QPC : Ouvrir le mariage, c'est lutter contre l'homophobie

Un couple de femmes, désireux de faire reconnaître son union par la célébration d'un mariage, a soulevé une question prioritaire de constitutionnalité (QPC) le 11 mai 2010 sur le non-accès des couples de même sexe à ce type d'union. Cette question a été transmise par le Tribunal de grande instance de Reims et soumise à la Cour de cassation le 24 août 2010. Cette dernière, par un arrêt en date du 16 novembre 2010, a transmis à son tour la question au Conseil constitutionnel. Par l'intermédiaire de l'avocate Caroline Mécary, l'Association des Parents et futurs parents Gays et Lesbiens (APGL) et SOS homophobie ont soumis ce jeudi 16 décembre un mémoire en intervention volontaire pour soumettre une série d'arguments qui étayent la demande de ce couple.

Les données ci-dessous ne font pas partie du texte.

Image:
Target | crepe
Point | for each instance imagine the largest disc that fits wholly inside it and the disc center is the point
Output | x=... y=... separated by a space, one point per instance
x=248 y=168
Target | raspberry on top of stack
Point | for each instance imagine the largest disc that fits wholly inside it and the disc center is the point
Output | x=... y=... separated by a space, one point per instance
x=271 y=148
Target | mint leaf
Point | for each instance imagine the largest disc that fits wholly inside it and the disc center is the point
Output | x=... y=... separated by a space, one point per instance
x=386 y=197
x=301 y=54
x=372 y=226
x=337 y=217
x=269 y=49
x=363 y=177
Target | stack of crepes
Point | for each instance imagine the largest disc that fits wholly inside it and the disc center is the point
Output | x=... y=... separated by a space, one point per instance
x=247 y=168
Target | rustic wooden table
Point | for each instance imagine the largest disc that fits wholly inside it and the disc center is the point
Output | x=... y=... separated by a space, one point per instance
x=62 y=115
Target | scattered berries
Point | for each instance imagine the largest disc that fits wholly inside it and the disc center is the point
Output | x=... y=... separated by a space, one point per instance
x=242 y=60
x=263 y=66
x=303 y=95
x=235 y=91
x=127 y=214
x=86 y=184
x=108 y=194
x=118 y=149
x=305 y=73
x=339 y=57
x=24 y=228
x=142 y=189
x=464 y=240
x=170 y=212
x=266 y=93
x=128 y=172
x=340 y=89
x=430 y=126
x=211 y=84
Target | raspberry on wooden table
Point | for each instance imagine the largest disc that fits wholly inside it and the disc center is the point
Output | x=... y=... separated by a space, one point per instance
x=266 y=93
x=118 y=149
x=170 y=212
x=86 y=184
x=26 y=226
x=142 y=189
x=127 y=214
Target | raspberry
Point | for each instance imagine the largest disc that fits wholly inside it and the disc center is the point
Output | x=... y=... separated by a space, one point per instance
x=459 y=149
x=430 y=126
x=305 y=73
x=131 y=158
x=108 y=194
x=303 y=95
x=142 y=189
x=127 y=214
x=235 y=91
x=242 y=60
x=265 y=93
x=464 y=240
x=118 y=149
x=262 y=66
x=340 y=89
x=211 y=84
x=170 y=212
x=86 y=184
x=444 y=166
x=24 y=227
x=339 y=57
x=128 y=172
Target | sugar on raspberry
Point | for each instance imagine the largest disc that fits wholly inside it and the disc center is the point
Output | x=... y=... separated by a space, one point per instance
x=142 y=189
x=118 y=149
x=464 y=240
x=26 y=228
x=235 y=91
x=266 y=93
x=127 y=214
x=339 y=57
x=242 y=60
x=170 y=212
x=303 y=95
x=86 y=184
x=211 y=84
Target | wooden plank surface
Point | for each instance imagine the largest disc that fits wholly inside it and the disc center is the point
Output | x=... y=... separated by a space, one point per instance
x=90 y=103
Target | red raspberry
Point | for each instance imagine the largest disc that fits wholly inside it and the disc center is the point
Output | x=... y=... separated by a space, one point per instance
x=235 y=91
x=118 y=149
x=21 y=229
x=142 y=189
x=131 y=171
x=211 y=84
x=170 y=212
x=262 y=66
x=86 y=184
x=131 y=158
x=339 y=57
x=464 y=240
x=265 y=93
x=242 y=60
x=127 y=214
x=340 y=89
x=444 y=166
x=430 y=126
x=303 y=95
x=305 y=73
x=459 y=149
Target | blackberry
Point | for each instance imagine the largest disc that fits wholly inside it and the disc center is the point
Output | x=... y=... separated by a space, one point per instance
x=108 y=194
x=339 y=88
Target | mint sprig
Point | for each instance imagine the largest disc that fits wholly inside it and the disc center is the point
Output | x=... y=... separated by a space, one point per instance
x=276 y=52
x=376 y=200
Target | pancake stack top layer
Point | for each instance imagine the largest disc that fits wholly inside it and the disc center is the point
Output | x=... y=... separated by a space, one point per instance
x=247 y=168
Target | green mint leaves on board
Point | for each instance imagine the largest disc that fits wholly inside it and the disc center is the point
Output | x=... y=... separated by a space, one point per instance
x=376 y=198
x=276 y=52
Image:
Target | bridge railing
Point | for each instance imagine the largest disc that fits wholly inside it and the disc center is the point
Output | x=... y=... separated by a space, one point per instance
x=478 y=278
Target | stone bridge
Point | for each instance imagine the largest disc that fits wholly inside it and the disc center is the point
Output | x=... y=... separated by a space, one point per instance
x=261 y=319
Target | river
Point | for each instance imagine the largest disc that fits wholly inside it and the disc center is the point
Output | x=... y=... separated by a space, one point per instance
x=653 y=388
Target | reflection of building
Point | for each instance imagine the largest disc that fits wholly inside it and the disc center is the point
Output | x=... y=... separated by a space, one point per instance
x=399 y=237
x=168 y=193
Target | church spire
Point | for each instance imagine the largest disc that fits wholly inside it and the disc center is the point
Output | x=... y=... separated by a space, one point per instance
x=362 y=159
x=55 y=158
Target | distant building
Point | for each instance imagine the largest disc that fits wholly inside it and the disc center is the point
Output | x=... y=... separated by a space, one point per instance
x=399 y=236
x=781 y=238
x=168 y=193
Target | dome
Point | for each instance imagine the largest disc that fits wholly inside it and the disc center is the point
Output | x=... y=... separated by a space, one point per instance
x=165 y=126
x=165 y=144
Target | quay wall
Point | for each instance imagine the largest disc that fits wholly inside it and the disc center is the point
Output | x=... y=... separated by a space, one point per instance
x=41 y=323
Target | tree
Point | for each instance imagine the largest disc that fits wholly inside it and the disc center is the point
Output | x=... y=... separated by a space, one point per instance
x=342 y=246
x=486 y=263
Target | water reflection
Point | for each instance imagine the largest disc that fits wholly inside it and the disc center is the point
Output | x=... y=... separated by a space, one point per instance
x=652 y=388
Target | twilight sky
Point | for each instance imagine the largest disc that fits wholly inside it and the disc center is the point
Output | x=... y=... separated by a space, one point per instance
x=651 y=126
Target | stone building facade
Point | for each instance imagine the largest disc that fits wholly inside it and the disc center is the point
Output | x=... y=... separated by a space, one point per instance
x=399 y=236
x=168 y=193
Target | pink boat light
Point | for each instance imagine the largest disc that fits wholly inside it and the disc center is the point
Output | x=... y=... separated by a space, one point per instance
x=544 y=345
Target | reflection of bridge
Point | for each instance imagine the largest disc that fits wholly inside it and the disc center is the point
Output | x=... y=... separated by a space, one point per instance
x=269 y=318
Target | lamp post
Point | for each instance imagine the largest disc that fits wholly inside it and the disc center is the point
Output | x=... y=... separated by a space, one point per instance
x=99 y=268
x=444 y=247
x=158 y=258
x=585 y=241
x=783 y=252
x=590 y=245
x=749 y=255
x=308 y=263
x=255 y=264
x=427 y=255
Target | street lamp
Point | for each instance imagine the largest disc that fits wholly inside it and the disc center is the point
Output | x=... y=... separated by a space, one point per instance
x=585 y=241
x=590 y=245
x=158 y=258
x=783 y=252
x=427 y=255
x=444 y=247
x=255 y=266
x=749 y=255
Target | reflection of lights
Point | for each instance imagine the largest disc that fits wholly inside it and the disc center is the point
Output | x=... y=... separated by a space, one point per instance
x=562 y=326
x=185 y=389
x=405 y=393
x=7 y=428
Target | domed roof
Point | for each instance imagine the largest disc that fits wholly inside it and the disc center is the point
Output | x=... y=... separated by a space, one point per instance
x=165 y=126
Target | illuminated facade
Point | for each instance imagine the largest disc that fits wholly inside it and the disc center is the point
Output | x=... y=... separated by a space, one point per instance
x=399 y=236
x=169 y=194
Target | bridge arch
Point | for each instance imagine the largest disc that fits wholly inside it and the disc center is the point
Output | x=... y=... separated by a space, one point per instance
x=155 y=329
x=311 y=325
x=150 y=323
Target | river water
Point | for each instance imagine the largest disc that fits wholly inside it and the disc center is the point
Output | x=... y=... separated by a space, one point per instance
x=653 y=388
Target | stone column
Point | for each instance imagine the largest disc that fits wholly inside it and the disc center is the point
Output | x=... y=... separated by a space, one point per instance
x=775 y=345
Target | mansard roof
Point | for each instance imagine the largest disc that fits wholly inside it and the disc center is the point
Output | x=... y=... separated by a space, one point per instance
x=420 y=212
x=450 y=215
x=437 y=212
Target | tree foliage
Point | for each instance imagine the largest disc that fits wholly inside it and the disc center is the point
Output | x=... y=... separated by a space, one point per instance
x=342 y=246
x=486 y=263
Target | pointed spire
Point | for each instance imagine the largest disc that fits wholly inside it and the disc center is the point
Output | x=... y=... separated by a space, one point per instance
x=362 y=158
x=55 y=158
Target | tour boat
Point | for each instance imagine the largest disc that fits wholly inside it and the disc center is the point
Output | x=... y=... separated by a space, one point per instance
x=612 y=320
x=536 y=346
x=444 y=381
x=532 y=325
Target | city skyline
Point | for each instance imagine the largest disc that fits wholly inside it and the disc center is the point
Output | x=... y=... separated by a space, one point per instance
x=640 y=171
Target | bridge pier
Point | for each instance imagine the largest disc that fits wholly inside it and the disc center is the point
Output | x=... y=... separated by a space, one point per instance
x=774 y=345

Si SOS homophobie s'engage auprès de ces femmes, c'est pour défendre plus largement l'accès au mariage à tous les couples de même sexe. Nos arguments sont à la fois juridiques (non-respect du principe d'égalité, discrimination fondée sur l'orientation sexuelle...) et sociaux (reconnaissance du couple gay ou lesbien comme un pilier de la société française, besoin d'un cadre juridique qui protège le couple et les enfants de celui-ci...), et brassent l'ensemble des raisons pour lesquelles, aujourd'hui, il n'y a pas de raison valable de refuser le mariage entre deux femmes ou entre deux hommes, si ce n'est une forme de conservatisme idéologique qui ne tient pas compte de l'évolution des moeurs et des mentalités - rappelons que 64% des Français-es, selon un sondage BVA- Canal+ de novembre 2009, étaient pour l'ouverture du mariage aux gays et lesbiennes.

Mais il est également nécessaire de rappeler le contexte dans lequel cette question est posée : celui d'une Union européenne dont les pays membres sont chaque année plus nombreux à célébrer des mariages, réaffirmant à chaque fois le retard de la France en matière d'égalité des droits. Ces avancées constatées dans d'autres pays sont le fruit du travail des pouvoirs publics qui ont mené une réelle politique de lutte contre les discriminations. Car le non-accès au mariage pour les couples lesbiens et gays est bien une discrimination. L'homophobie, ce n'est pas uniquement les injures, les harcèlements, les coups, les passages à tabac, les meurtres. L'homophobie commence dès qu'on considère les homosexuel-le-s comme des sous-citoyen-ne-s. Comment, alors, s'engager dans la lutte contre l'homophobie si, au regard de la loi, un couple de même sexe est inférieur à un couple de sexe opposé ?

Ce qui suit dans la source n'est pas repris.